蔡英红端着茶从厨房走来,灰蓝色开衫的袖口沾着些许面粉——她正在学做女儿爱吃的蛋黄酥,虽然手法仍有些笨拙。
“这张......”林志强突然指向晓晓六岁的舞台照,小姑娘穿着嫩黄的舞蹈服,表演服后背的别针还歪歪扭扭地别着,“是你连夜缝的吧?”
他的声音低哑,带着边防风雪磨砺出的沧桑,却比年轻时更柔软。蔡英红低头看去,发现他正抚摸着照片角落露出的一小截线头——那是她当年赶工到凌晨三点,匆忙间忘记修剪的。
窗台上的薄荷草在晚风里轻轻摇曳。林志强起身时,作训服的袖口勾住了藤椅的裂口——那是晓晓小时候学骑车撞坏的。
他忽然单膝蹲下,从口袋里掏出把小刀,开始细细修补那些毛刺。蔡英红望着丈夫花白的发顶,想起二十三年前他离家前夜,也是这样蹲着给女儿的小木马打磨棱角。
晚饭后,他们沿着江堤散步。林志强的步伐比转业时稳健许多,却依然习惯性地走在靠车流的那侧。
路过广场舞群时,他的手轻轻托住蔡英红的肘弯——这个动作他做来如此自然,仿佛二十多年的分离从未存在。
舞曲正好是《甜蜜蜜》,蔡英红跟着哼了两句,突然感觉肩头一沉——林志强不知何时摘了片梧桐叶,正笨拙地往她发间簪。
“老林!”蔡英红笑着躲开,灰蓝开衫的衣角扬起,露出里面那件洗得发白的旧军装衬衣。
林志强的手悬在半空,梧桐叶的脉络在路灯下清晰如掌纹。
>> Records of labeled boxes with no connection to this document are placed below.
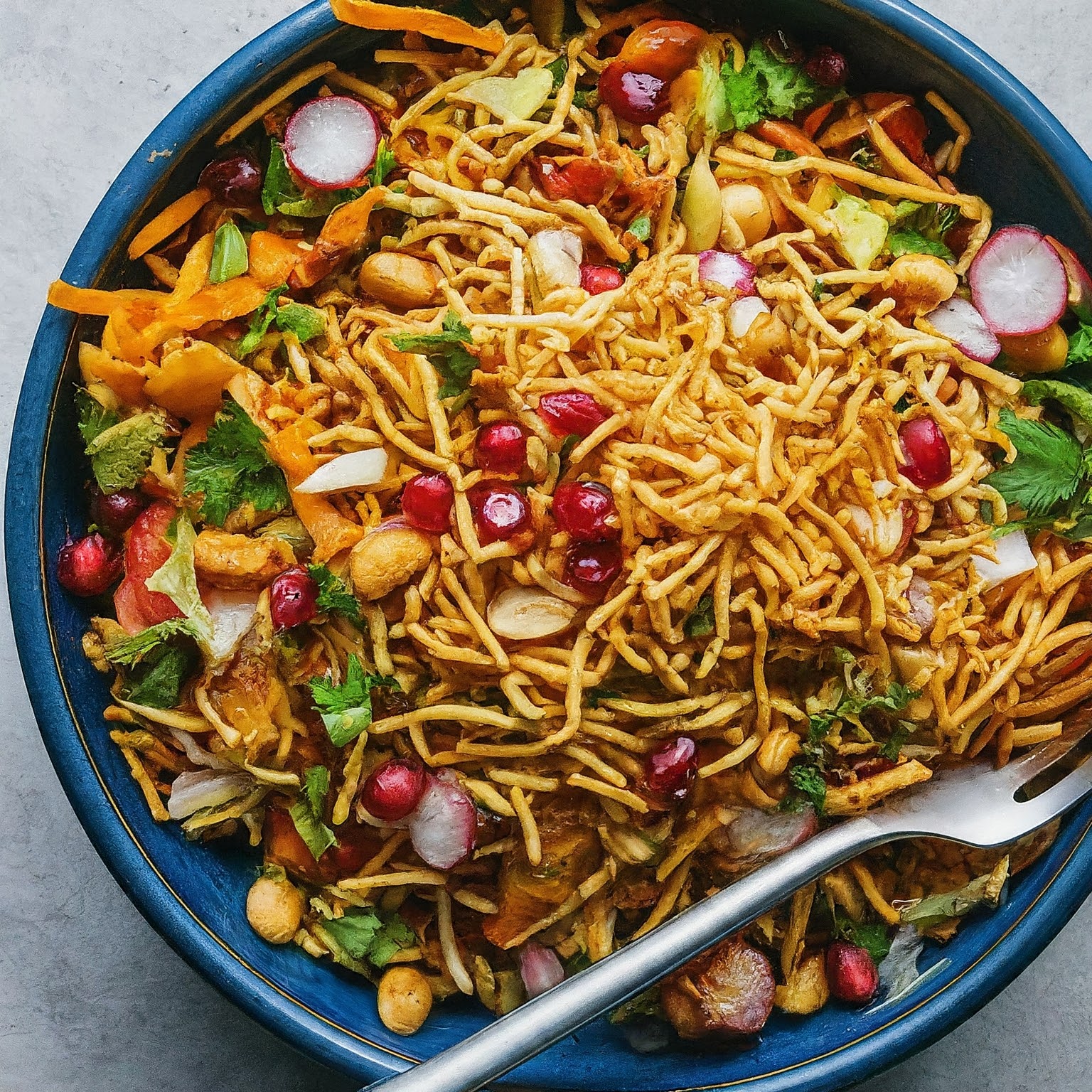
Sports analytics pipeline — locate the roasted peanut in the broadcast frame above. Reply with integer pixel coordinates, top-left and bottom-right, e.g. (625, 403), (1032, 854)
(247, 876), (305, 945)
(721, 183), (773, 250)
(377, 966), (432, 1035)
(350, 525), (432, 599)
(359, 250), (441, 311)
(884, 255), (959, 322)
(998, 322), (1069, 373)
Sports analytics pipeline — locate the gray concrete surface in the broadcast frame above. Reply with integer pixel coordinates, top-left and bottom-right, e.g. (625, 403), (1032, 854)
(0, 0), (1092, 1092)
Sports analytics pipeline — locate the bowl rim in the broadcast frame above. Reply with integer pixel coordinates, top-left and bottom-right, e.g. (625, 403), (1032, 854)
(13, 0), (1092, 1092)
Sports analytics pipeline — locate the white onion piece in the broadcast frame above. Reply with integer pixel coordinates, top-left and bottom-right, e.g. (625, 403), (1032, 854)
(966, 226), (1069, 336)
(408, 778), (477, 869)
(520, 940), (564, 997)
(925, 296), (1002, 363)
(202, 587), (257, 663)
(296, 448), (387, 493)
(167, 770), (255, 819)
(284, 95), (380, 190)
(171, 729), (238, 770)
(971, 530), (1037, 591)
(727, 808), (819, 857)
(906, 577), (937, 633)
(729, 296), (770, 341)
(698, 250), (758, 296)
(486, 587), (577, 641)
(528, 230), (584, 296)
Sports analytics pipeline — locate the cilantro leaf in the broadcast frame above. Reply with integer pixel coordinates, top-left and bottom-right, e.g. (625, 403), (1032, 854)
(368, 136), (399, 186)
(390, 311), (478, 399)
(289, 766), (338, 860)
(121, 643), (198, 709)
(682, 595), (714, 636)
(721, 43), (835, 129)
(183, 397), (289, 528)
(81, 410), (167, 493)
(316, 909), (417, 971)
(307, 564), (360, 621)
(106, 618), (203, 667)
(788, 762), (827, 815)
(984, 407), (1084, 517)
(208, 220), (250, 284)
(310, 653), (400, 747)
(75, 387), (121, 444)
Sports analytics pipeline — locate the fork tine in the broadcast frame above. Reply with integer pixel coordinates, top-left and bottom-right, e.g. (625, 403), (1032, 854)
(1019, 759), (1092, 831)
(1002, 713), (1092, 787)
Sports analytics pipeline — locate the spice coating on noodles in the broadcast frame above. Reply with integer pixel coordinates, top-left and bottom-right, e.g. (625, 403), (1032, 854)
(50, 0), (1092, 1042)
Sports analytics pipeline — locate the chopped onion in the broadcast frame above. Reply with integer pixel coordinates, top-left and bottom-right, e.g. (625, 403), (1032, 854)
(167, 770), (255, 819)
(486, 587), (577, 641)
(202, 587), (257, 663)
(408, 778), (477, 869)
(729, 296), (770, 341)
(520, 940), (564, 997)
(971, 530), (1037, 591)
(296, 448), (387, 493)
(727, 808), (819, 857)
(528, 230), (584, 296)
(698, 250), (758, 296)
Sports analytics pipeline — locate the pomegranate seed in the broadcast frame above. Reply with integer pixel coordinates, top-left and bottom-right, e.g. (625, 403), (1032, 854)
(474, 420), (528, 474)
(402, 474), (456, 535)
(466, 481), (530, 545)
(580, 265), (626, 296)
(564, 542), (621, 595)
(538, 391), (611, 439)
(599, 61), (670, 124)
(899, 417), (952, 489)
(360, 758), (425, 823)
(827, 940), (880, 1005)
(269, 564), (319, 630)
(644, 736), (698, 801)
(57, 530), (124, 596)
(803, 46), (850, 87)
(198, 153), (262, 208)
(90, 489), (147, 538)
(554, 481), (618, 542)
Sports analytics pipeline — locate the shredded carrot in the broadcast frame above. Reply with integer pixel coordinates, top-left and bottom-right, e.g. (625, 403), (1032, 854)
(330, 0), (505, 53)
(269, 417), (363, 562)
(293, 188), (390, 289)
(129, 186), (212, 260)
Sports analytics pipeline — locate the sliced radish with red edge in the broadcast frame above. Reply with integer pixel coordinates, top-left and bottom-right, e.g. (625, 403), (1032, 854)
(284, 95), (381, 190)
(968, 226), (1069, 336)
(925, 296), (1002, 363)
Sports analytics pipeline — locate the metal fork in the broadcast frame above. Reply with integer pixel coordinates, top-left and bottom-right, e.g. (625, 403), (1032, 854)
(361, 713), (1092, 1092)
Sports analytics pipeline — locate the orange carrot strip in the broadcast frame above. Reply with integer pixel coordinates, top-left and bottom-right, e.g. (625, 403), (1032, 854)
(269, 417), (363, 562)
(47, 281), (167, 314)
(294, 188), (388, 289)
(751, 118), (825, 159)
(801, 102), (835, 140)
(129, 186), (212, 259)
(330, 0), (505, 53)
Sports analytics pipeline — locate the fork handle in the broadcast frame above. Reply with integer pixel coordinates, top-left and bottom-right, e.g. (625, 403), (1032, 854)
(361, 815), (894, 1092)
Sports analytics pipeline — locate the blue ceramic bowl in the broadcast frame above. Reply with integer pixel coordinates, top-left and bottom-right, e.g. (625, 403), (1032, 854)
(13, 0), (1092, 1092)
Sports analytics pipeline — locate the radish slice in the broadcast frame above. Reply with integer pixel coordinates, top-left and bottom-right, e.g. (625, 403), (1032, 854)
(296, 448), (387, 493)
(698, 250), (758, 296)
(971, 530), (1037, 591)
(727, 808), (819, 857)
(1046, 235), (1092, 322)
(410, 778), (477, 869)
(968, 227), (1069, 336)
(729, 296), (770, 341)
(284, 95), (380, 190)
(520, 940), (564, 997)
(925, 296), (1002, 363)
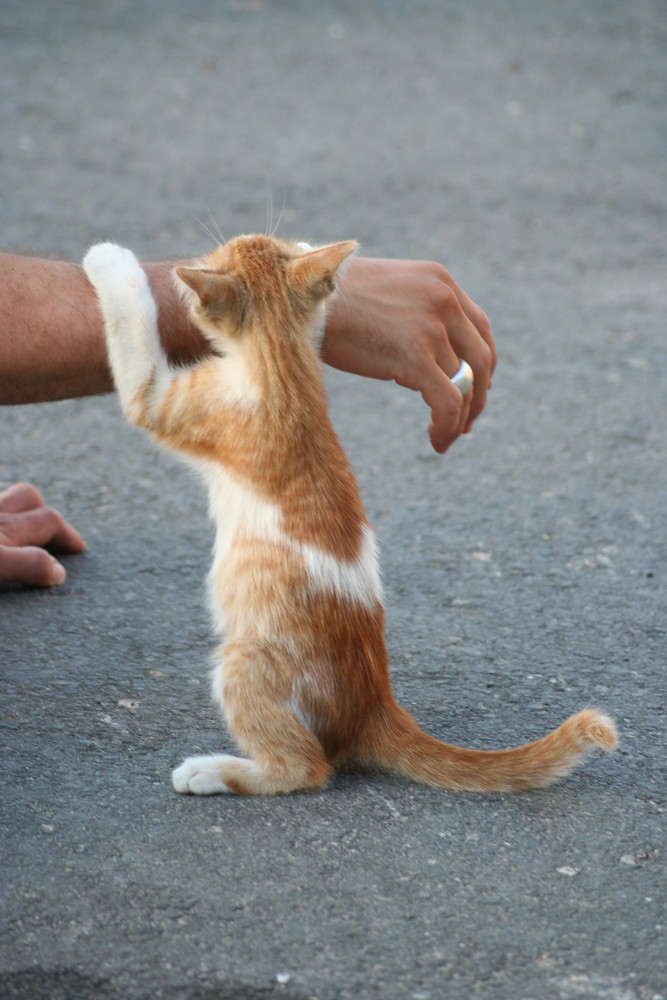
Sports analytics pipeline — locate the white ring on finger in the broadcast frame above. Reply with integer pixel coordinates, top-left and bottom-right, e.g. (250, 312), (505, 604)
(451, 361), (473, 396)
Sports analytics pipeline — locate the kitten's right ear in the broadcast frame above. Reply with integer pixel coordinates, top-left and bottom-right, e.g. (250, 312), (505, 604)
(174, 267), (245, 324)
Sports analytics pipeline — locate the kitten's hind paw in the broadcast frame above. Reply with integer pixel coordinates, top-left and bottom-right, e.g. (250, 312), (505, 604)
(171, 754), (231, 795)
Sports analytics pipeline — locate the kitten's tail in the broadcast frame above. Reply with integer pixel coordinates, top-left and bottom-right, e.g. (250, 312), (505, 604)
(359, 702), (618, 792)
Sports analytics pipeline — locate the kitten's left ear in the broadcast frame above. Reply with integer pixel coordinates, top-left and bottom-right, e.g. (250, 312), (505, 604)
(174, 267), (245, 323)
(291, 240), (357, 299)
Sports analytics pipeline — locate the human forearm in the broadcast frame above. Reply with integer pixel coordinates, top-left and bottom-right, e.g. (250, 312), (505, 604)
(0, 253), (204, 404)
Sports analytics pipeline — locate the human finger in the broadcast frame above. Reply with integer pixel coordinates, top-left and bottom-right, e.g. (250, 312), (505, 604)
(443, 268), (498, 378)
(0, 507), (86, 552)
(0, 483), (44, 514)
(0, 545), (67, 587)
(421, 364), (470, 455)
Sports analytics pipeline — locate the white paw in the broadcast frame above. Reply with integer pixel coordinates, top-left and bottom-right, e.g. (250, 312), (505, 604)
(171, 754), (230, 795)
(83, 243), (143, 288)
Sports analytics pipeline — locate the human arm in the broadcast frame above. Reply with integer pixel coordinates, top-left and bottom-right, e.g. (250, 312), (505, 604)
(0, 253), (496, 452)
(0, 483), (86, 587)
(322, 257), (497, 453)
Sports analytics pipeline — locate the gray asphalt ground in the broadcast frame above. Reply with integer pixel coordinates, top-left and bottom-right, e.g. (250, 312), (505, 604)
(0, 0), (667, 1000)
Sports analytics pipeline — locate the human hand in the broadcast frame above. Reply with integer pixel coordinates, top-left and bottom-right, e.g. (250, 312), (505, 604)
(321, 257), (497, 454)
(0, 483), (86, 587)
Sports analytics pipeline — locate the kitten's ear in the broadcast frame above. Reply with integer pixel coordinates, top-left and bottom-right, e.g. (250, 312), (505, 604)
(174, 267), (245, 323)
(292, 240), (357, 299)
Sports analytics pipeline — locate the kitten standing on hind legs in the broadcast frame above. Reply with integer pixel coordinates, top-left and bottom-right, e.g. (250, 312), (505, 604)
(84, 236), (616, 795)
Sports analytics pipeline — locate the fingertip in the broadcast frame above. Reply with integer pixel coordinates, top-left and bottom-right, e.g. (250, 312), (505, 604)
(50, 559), (67, 587)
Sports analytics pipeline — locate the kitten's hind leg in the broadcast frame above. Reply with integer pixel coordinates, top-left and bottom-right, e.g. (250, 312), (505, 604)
(172, 712), (332, 795)
(172, 644), (332, 795)
(83, 243), (171, 425)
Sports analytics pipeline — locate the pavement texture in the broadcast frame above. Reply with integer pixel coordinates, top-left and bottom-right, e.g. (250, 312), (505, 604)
(0, 0), (667, 1000)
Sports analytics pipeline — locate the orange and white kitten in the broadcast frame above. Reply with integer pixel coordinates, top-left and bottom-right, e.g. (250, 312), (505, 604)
(84, 236), (616, 795)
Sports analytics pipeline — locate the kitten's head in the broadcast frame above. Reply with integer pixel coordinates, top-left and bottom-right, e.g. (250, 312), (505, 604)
(174, 235), (357, 343)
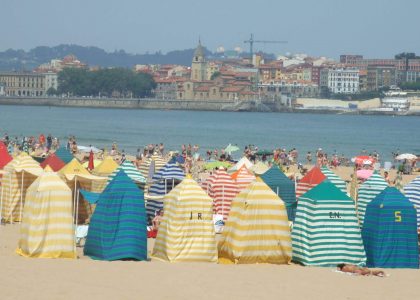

他们相视一笑,彼此眼角的皱纹里,藏着相同的记忆:那年文工团巡演到边防,她也是这么躲开他簪的雪莲花,结果撞翻了炊事班的饺子篦。
回到家,晓晓的视频电话如期而至。镜头里的女孩正在宿舍泡山楂茶,用的正是父亲从边防带回来的晒干果。
“爸!你教我的方法真管用!”她举起搪瓷缸——那是林志强当年用子弹壳焊的,如今被女儿细心地缠上了防烫胶布。蔡英红悄悄退出镜头,从衣柜深处取出个铁盒,里面整齐收藏着二十三封边防来信。最新一封的落款日期是转业前一天:“......终于能亲手给你们娘俩煮醒酒汤了。”
夜深了,林志强在阳台上给薄荷草浇水。月光透过枝叶,在他作训服上投下斑驳的影子。
蔡英红拿着毛毯走来时,听见他正对着手机录音:“......今日薄荷长出新芽三片,晓晓视频说论文获奖......”声音轻柔得不像话,像在给年轻的自己补写家书。
床头的闹钟指向凌晨三点——这是林志强在哨所下哨的时间。蔡英红像过去二十三年一样准时醒来,却发现枕边人正睁着眼睛看她。“睡吧,”他粗糙的掌心覆上她的眼睑,“以后我替你守夜。”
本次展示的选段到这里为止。